Стремление это было разумно. Положение и бегущих и преследующих было одинаково дурно. Оставаясь со своими, каждый в бедствии надеялся на помощь товарища, на определенное, занимаемое им место между своими. Отдавшись же русским, он был в том же положении бедствия, но становился на низшую ступень в разделе удовлетворения потребностей жизни. Французам не нужно было иметь верных сведений о том, что половина пленных, с которыми не знали, что делать, несмотря на все желание русских спасти их, – гибли от холода и голода; они чувствовали, что это не могло быть иначе. Самые жалостливые русские начальники и охотники до французов, французы в русской службе не могли ничего сделать для пленных. Французов губило бедствие, в котором находилось русское войско. Нельзя было отнять хлеб и платье у голодных, нужных солдат, чтобы отдать не вредным, не ненавидимым, не виноватым, но просто ненужным французам. Некоторые и делали это; но это было только исключение.
Назади была верная погибель; впереди была надежда.

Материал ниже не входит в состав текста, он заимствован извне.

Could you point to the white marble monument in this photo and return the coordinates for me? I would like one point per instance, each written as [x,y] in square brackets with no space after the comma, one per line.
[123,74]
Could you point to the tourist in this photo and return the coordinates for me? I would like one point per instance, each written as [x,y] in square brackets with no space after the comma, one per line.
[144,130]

Корабли были сожжены; не было другого спасения, кроме совокупного бегства, и на это совокупное бегство были устремлены все силы французов.

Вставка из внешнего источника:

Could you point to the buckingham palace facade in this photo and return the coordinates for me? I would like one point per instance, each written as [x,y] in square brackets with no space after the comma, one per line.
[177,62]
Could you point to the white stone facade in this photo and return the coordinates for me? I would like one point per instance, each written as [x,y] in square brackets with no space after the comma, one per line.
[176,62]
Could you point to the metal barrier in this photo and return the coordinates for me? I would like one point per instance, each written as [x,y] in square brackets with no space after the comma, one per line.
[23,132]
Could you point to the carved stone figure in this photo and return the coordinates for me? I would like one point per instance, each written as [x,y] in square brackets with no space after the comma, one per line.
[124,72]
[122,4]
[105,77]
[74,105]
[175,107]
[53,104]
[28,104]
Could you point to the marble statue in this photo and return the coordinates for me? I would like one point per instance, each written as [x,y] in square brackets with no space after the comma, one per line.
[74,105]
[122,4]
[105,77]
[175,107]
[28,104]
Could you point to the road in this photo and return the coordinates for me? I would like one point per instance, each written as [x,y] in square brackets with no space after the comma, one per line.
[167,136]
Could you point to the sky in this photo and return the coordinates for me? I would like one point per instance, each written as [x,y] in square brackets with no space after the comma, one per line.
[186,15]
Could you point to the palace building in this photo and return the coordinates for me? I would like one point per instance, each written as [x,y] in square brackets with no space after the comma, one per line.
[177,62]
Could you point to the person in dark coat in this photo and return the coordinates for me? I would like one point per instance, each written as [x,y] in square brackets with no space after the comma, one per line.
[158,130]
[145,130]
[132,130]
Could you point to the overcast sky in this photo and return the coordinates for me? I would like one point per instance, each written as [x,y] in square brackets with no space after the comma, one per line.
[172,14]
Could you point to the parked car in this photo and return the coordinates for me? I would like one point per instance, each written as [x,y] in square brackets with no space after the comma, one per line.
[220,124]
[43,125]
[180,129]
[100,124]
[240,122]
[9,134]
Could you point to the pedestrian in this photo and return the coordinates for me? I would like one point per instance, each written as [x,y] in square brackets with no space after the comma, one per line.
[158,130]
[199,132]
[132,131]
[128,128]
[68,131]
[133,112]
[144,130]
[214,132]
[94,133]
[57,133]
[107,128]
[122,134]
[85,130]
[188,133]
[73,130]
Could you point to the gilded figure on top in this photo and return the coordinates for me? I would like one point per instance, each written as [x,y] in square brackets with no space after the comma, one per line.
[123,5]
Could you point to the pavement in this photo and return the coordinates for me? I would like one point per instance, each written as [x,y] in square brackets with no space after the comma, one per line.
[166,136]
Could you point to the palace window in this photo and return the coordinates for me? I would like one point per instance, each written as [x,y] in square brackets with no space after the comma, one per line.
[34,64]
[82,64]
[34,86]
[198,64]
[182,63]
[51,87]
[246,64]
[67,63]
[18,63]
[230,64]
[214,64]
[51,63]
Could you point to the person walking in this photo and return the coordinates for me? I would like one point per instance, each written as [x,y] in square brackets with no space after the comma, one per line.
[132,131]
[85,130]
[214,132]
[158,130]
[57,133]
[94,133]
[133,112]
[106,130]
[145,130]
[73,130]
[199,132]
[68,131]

Чем дальше бежали французы, чем жальче были их остатки, в особенности после Березины, на которую, вследствие петербургского плана, возлагались особенные надежды, тем сильнее разгорались страсти русских начальников, обвинявших друг друга и в особенности Кутузова. Полагая, что неудача Березинского петербургского плана будет отнесена к нему, недовольство им, презрение к нему и подтрунивание над ним выражались сильнее и сильнее. Подтрунивание и презрение, само собой разумеется, выражалось в почтительной форме, в той форме, в которой Кутузов не мог и спросить, в чем и за что его обвиняют. С ним не говорили серьезно; докладывая ему и спрашивая его разрешения, делали вид исполнения печального обряда, а за спиной его подмигивали и на каждом шагу старались его обманывать.

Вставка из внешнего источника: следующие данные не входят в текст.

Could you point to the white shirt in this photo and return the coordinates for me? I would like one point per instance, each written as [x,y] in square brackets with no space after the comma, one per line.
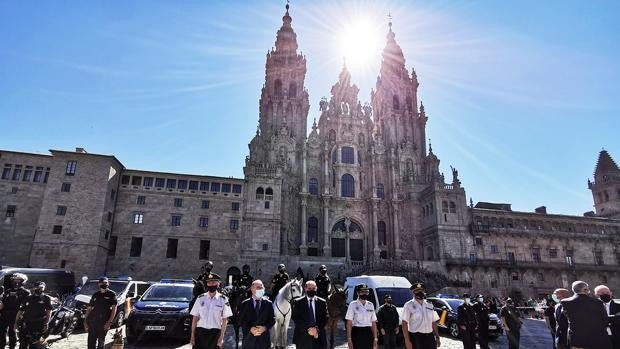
[362,315]
[419,317]
[211,311]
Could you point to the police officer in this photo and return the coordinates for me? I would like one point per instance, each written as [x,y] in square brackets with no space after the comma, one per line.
[279,280]
[362,321]
[210,316]
[100,314]
[387,319]
[420,320]
[9,306]
[482,315]
[323,283]
[466,319]
[34,316]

Всеми этими людьми, именно потому, что они не могли понимать его, было признано, что со стариком говорить нечего; что он никогда не поймет всего глубокомыслия их планов; что он будет отвечать свои фразы (им казалось, что это только фразы) о золотом мосте, о том, что за границу нельзя прийти с толпой бродяг, и т. п. Это всё они уже слышали от него. И все, что он говорил: например, то, что надо подождать провиант, что люди без сапог, все это было так просто, а все, что они предлагали, было так сложно и умно, что очевидно было для них, что он был глуп и стар, а они были не властные, гениальные полководцы.
В особенности после соединения армий блестящего адмирала и героя Петербурга Витгенштейна это настроение и штабная сплетня дошли до высших пределов. Кутузов видел это и, вздыхая, пожимал только плечами. Только один раз, после Березины, он рассердился и написал Бенигсену, доносившему отдельно государю, следующее письмо:
«По причине болезненных ваших припадков, извольте, ваше высокопревосходительство, с получения сего, отправиться в Калугу, где и ожидайте дальнейшего повеления и назначения от его императорского величества».